Edit: I'm defining (tell me if this is acceptable or not), the inner product of two continuous polynomials f and g to be
$$(f,g) = \int_{a}^{b}(fg)(x) \, dx $$
and orthogonal if $ \, (f,g) = 0$.
It depends on the inner product you define for polynomials $p_1,p_2$, which is usually induced by a norm, which you would also have to define. I suppose that you chose equal weighting for all x, that is, a constant kernel $\mu$ in a Riemann-Stieltjes integral:
$\left<p_1,p_2\right>:=\int_{-1}^1 p_1(x)\cdot p_2(x)\mathrm{d}\mu(x)$, with $\mu(x):=1$
or any other constant.
Obviously, you can come up with arbitrary kernels and contradict your idea.
But even for a constant kernel, it is easily disproved:
[Edit: The following might not be applicable to continuous functions as demanded in the question title!

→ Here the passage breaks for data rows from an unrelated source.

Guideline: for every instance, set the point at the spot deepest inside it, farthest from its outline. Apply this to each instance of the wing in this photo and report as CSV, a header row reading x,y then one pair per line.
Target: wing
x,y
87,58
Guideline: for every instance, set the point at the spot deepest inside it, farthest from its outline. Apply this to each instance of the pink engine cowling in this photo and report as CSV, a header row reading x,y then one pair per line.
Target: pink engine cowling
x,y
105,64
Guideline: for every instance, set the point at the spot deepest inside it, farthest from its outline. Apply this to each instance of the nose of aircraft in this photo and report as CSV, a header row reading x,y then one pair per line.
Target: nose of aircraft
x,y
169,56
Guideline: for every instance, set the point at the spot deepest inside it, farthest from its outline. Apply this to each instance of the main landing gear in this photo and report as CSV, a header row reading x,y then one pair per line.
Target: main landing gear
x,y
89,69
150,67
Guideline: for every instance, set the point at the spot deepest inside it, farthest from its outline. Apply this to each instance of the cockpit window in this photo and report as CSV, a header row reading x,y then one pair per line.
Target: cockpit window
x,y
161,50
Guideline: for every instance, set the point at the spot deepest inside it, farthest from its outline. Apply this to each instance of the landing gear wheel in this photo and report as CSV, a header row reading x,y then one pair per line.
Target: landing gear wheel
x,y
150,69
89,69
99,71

The examples below introduce discontinuities, but they produce at least piecewise-continuous functions.]
The reason is the inner product's invariance towards the order of integration.
For example, on the interval $\left[0,1\right]$, replace $x^2-1/3$ with $(1-x)^2-1/3$ and $x$ with $1-x$, basically mirroring all functions on half of your domain. This will not change the inner product and hence, they are orthogonal, but not symmetric.